Perhaps the government is counting on the U.S. dollar being so devalued in 50 or 100 years that it will be much easier to pay off the national debt by then. This logic almost sounds sensible, as no one would deny that the dollar’s value is melting like an ice cube in a heat wave:
Besides, there’s no denying that other countries are already using ultra-long-term sovereign bonds. Currently, over a dozen developed nations offer bonds with durations from 40 to 100 years; Canada has had a 50-year bond since 2014, and Ireland, Belgium, and Mexico have issued 100-year bonds.
Corporations have issued century-long bonds, as well. For instance, J.C. Penney issued $500 million worth of 100-year bonds in 1997; the interest rate on those bonds was of 7.625% – pretty enticing, right? Actually, those bonds now trade at 22.5 cents on the dollar, and there’s a long way to go before they mature in 2097.
I suppose we could blame that on J.C. Penney’s problems – the Amazon-induced “retail-pocalypse,” as they call it – more than on any inherent shortcomings of 100-year bonds. There’s a whole lot more at stake, though, when the world’s most powerful nation ventures into experimental finance than when J.C. Penney does it.
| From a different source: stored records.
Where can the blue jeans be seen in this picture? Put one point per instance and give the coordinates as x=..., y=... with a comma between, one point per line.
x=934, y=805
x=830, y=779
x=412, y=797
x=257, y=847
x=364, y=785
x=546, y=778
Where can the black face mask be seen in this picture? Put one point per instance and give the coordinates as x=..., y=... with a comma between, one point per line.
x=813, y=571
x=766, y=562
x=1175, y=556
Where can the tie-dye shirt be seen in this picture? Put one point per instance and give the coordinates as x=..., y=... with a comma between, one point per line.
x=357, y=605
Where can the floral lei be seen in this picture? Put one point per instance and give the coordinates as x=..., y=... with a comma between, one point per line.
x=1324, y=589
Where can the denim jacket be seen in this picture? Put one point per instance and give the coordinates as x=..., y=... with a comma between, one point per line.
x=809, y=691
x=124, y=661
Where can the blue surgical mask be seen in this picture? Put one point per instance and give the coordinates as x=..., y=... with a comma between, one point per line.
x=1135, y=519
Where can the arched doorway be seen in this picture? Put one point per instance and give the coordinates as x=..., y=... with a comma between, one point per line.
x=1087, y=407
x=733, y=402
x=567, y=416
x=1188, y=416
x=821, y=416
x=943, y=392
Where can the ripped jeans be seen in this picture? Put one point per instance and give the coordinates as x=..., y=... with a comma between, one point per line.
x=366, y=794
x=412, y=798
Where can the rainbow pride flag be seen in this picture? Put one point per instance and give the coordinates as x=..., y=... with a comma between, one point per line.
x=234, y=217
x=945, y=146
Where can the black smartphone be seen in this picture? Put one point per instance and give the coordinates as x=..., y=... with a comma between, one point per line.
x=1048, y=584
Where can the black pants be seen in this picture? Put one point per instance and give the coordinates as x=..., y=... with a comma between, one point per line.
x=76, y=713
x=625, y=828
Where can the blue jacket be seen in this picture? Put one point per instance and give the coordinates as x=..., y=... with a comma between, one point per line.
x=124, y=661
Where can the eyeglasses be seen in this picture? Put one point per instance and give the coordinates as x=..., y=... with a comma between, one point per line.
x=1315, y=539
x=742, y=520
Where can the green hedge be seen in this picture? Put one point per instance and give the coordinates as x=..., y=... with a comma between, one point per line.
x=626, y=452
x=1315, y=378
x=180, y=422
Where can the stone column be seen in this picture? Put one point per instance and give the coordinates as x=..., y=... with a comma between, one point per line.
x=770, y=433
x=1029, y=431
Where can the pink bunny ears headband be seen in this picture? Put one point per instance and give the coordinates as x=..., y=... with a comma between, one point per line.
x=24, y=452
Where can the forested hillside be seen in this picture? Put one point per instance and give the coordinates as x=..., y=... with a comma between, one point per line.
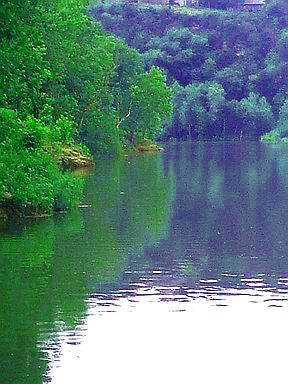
x=64, y=83
x=228, y=70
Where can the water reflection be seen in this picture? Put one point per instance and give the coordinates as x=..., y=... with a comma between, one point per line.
x=167, y=252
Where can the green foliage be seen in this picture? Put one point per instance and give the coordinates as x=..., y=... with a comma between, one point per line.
x=63, y=81
x=245, y=53
x=256, y=116
x=150, y=104
x=270, y=137
x=32, y=183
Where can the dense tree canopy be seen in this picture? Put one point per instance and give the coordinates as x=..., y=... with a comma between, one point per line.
x=65, y=82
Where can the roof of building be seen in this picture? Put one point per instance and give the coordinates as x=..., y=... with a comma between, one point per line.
x=254, y=2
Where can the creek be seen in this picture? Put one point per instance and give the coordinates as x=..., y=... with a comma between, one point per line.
x=174, y=270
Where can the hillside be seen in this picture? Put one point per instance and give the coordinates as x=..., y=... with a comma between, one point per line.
x=228, y=70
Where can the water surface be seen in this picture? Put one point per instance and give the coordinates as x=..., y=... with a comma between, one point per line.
x=175, y=270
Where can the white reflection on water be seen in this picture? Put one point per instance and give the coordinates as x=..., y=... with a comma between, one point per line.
x=141, y=339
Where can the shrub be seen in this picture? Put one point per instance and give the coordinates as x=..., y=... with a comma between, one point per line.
x=31, y=182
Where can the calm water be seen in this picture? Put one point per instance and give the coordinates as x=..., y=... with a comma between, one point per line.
x=175, y=270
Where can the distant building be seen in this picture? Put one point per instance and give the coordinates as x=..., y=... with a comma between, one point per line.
x=161, y=2
x=253, y=5
x=187, y=3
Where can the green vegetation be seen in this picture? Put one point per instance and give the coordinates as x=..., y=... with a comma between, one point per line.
x=228, y=70
x=65, y=82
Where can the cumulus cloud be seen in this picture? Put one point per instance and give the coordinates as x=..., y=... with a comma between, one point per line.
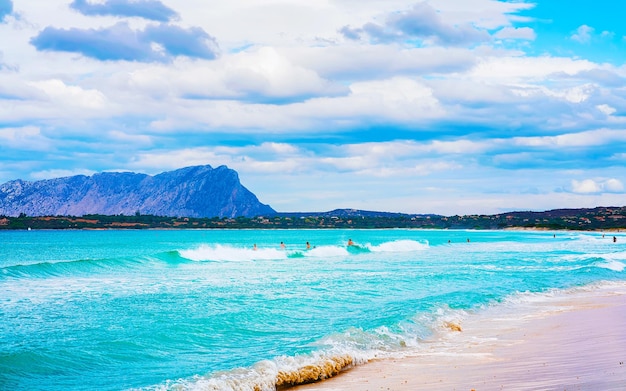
x=422, y=22
x=6, y=8
x=147, y=9
x=583, y=34
x=593, y=186
x=119, y=42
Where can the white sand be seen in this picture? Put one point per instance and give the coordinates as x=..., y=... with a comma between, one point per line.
x=569, y=342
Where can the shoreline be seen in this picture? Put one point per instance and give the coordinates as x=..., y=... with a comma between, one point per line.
x=571, y=341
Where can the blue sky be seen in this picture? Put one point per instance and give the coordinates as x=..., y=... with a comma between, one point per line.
x=437, y=106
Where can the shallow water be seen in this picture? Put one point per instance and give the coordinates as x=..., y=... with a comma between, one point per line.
x=201, y=309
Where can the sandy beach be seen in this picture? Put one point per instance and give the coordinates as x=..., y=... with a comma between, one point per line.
x=567, y=342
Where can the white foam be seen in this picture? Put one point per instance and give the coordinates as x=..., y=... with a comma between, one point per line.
x=399, y=246
x=616, y=266
x=229, y=253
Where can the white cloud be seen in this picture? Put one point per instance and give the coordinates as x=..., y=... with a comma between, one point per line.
x=583, y=34
x=60, y=93
x=579, y=139
x=593, y=186
x=606, y=109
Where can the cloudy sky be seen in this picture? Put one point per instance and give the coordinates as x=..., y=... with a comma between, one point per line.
x=436, y=106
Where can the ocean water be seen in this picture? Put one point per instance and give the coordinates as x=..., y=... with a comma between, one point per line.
x=203, y=310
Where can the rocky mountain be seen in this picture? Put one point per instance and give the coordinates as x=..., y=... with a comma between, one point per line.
x=200, y=191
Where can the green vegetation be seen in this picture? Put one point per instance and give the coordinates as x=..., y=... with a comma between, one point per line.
x=602, y=218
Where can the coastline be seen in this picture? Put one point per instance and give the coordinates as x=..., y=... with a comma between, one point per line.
x=572, y=341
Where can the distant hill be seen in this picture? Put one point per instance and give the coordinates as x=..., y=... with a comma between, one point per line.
x=200, y=191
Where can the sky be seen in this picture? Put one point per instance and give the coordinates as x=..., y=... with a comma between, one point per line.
x=436, y=106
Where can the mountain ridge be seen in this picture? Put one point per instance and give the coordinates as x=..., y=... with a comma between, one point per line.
x=195, y=191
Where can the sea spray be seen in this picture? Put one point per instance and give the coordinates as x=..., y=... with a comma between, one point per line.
x=202, y=310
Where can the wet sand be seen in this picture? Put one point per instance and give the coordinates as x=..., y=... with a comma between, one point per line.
x=571, y=342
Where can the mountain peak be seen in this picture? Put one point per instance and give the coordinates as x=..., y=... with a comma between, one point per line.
x=196, y=191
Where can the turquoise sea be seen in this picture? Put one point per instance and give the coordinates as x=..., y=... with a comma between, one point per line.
x=203, y=310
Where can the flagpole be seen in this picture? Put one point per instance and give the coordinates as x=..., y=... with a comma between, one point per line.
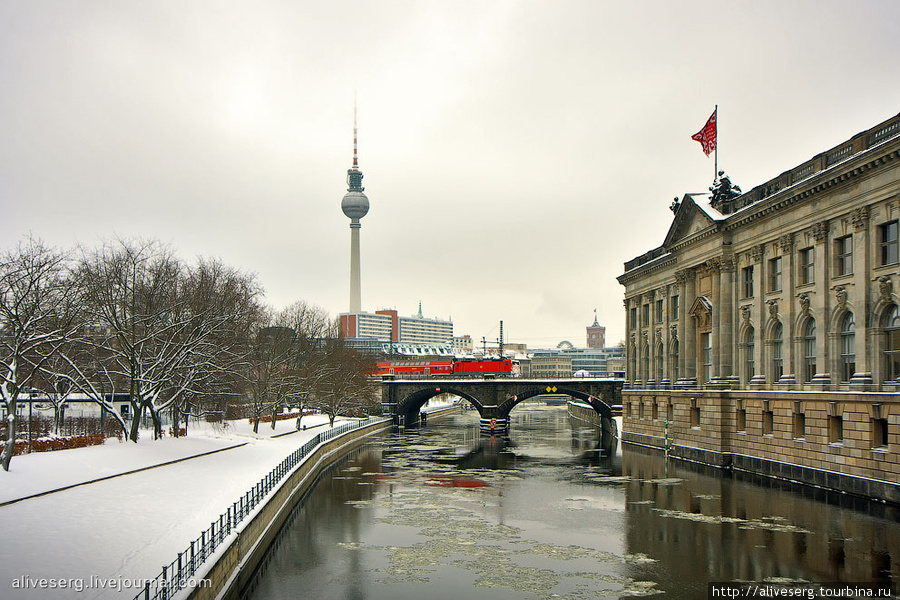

Not that any of us can stop this from happening – it’s the next tool they’ll reach for when they’ve run out of room to slash interest rates. With the interest payments on the federal debt set to exceed the entire national defense budget within 10 years, there’s pressure to do something, or at least look like they’re doing something.
And so, the government will kick the can down the road once again – very, very far down the road, until we’ve gone too far and can’t find our way back.